Computerworld Becomes ComputerWatson

October 22, 2016

I followed a series of links to three articles about IBM Watson. Here are the stories I read:

The publication running these three write ups is Computerworld, which I translated as “ComputerWatson.”

Intrigued by the notion of “news,” I learned:

Watson uses some 50 technologies today, tapping artificial-intelligence techniques such as machine learning, deep learning, neural networks, natural language processing, computer vision, speech recognition and sentiment analysis.

But IBM does not like the idea of artificial intelligence even though I have spotted such synonyms in other “real” news write ups; for example, “augmented intelligence.”

There are factoids like “Watson can read more than 800 pages a second.” Figure 125 words per “page” and that works out to 100,000 words per second which is a nice round number. Does Watson perform this magic on a basic laptop? Probably not. What are the bandwidth and storage requirements? Oh,not a peep.

Computerworld—I mean ComputerWatson—provides a complete timeline of the technology too. The future begins in 1997. Imagine that. Boom. Watson wins at chess.

The “history” of Watson is embellished with a fanciful account of how IBM trained via humans assembling information. How much does corpus assembly cost? ComputerWatson—oh, I meant “Computerworld”—does not dive into investment.

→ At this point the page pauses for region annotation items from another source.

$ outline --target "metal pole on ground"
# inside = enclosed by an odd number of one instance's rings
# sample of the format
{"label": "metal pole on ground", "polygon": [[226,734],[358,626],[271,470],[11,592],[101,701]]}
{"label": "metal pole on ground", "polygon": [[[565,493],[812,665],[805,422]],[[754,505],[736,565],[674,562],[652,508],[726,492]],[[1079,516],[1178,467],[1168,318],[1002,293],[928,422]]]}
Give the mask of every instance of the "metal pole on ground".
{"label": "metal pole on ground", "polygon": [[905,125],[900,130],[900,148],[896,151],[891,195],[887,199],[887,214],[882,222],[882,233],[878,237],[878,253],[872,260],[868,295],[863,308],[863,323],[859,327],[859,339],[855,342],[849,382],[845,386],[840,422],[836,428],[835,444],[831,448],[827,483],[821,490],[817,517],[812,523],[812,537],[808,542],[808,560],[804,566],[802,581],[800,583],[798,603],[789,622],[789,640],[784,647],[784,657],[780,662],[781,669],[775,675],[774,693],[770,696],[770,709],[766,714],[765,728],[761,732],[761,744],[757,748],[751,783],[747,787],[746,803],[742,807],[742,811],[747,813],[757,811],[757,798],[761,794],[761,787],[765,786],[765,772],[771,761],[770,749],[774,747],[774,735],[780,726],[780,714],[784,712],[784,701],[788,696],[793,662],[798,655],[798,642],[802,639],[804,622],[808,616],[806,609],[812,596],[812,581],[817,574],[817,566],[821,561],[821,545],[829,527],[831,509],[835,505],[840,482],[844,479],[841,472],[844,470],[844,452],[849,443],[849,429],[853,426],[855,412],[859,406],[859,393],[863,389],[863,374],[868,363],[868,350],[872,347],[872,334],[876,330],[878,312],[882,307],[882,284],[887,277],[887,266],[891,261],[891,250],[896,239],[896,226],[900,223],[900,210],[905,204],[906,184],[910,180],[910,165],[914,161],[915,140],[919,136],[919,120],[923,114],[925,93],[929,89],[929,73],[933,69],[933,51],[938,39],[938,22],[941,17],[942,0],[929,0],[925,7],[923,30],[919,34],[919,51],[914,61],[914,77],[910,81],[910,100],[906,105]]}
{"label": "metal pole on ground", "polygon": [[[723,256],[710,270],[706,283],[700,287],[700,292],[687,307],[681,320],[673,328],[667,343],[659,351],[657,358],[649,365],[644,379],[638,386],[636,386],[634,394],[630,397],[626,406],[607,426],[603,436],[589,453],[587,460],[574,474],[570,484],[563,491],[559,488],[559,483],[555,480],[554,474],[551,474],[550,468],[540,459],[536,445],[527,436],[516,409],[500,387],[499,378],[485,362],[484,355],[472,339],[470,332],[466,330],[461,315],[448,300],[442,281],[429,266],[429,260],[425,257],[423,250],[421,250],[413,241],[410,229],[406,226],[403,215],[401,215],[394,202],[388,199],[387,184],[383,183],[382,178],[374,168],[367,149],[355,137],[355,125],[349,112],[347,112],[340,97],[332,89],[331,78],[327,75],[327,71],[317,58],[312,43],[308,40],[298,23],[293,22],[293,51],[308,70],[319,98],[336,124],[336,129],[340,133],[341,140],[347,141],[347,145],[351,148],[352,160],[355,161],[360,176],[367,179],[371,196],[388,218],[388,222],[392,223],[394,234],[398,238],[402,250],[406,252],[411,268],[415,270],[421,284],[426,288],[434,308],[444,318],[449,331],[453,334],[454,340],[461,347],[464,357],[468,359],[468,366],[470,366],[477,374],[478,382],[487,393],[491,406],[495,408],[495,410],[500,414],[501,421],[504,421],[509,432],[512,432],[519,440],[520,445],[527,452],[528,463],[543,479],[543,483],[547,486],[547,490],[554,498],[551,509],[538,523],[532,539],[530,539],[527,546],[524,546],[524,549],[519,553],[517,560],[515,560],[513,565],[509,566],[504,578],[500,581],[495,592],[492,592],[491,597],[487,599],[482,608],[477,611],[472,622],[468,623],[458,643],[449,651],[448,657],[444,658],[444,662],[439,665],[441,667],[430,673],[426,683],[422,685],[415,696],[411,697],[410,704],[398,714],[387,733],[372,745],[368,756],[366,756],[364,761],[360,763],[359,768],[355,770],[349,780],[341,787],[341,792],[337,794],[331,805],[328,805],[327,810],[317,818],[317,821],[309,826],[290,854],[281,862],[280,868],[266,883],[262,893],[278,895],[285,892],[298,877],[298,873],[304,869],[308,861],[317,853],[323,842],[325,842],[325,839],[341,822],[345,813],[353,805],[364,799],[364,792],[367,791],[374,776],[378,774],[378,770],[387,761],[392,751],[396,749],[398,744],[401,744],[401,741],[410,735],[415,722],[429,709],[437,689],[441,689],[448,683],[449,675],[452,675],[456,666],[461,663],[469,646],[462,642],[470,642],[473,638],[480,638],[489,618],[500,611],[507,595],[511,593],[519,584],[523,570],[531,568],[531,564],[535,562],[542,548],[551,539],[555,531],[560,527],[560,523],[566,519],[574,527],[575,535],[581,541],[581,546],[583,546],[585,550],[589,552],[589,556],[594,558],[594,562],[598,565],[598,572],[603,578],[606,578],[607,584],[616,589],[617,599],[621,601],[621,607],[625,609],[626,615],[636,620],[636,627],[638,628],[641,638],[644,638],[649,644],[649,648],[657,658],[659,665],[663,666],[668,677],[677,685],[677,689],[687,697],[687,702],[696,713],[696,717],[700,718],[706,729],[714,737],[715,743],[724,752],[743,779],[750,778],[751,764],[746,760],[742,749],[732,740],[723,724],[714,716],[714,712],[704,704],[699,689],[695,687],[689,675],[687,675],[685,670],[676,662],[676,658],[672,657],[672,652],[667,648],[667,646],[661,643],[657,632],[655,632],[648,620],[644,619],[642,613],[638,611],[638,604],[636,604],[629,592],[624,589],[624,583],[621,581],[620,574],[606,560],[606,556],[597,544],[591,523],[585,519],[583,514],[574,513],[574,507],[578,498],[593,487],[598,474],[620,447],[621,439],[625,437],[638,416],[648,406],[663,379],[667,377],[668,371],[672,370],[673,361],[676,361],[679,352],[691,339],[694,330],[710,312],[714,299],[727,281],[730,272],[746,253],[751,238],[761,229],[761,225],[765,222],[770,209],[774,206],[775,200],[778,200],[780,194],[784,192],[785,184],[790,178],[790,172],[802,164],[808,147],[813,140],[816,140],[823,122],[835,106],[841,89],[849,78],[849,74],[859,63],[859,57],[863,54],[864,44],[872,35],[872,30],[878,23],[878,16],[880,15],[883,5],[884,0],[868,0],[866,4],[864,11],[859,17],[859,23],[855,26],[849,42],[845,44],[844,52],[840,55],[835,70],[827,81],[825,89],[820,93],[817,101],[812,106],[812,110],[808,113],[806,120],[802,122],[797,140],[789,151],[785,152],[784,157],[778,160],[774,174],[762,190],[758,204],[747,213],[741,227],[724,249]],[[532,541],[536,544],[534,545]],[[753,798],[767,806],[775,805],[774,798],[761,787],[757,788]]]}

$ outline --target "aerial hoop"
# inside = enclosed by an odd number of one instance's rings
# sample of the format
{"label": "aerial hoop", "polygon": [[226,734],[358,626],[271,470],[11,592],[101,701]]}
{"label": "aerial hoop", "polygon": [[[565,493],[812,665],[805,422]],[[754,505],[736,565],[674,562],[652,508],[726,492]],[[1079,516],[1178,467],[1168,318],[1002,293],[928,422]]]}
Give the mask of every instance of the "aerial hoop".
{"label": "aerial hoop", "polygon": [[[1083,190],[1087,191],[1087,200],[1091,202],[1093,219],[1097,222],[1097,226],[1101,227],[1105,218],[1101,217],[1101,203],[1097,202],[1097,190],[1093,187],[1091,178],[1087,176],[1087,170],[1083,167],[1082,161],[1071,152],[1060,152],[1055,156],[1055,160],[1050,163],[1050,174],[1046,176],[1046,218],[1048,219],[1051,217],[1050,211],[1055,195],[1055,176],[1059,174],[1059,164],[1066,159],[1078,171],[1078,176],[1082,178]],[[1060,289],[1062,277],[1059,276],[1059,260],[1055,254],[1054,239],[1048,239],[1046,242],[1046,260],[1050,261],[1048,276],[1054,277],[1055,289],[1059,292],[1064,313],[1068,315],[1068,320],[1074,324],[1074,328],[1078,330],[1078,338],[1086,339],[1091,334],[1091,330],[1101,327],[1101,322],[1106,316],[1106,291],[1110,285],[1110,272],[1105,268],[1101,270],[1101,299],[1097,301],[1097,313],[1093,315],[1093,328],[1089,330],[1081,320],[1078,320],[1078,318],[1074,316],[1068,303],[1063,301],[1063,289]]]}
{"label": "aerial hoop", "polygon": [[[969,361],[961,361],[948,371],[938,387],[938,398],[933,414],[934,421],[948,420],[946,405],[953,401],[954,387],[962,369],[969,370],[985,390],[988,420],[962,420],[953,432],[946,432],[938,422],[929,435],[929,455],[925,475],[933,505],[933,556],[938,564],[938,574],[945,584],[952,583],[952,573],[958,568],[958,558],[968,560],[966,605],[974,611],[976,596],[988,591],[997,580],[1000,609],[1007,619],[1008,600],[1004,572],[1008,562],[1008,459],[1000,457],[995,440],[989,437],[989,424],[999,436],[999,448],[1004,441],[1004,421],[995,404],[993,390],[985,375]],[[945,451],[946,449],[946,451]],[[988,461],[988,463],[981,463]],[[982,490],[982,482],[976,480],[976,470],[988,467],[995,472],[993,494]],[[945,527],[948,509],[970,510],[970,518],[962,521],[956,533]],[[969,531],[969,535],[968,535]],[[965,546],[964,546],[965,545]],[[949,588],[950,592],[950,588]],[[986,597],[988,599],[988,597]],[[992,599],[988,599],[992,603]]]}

To make Watson’s inner workings clear, the “real” news write up provides a link to an IBM video. Here’s an example of the cartoonish presentation:


These three write ups strike me as a public relations exercise. If IBM paid Computerworld to write and run these stories, the three articles are advertising. Who wrote these “news stories”? The byline is Katherine Noyes, who describes herself as “an ardent geek.” Her beat? Enterprise software, cloud computing, big data, analytics, and artificial intelligence.

Remarkable stuff but I had several thoughts:

  1. Not much “news” is included in the articles. It seems to me that the information has appeared in other writings.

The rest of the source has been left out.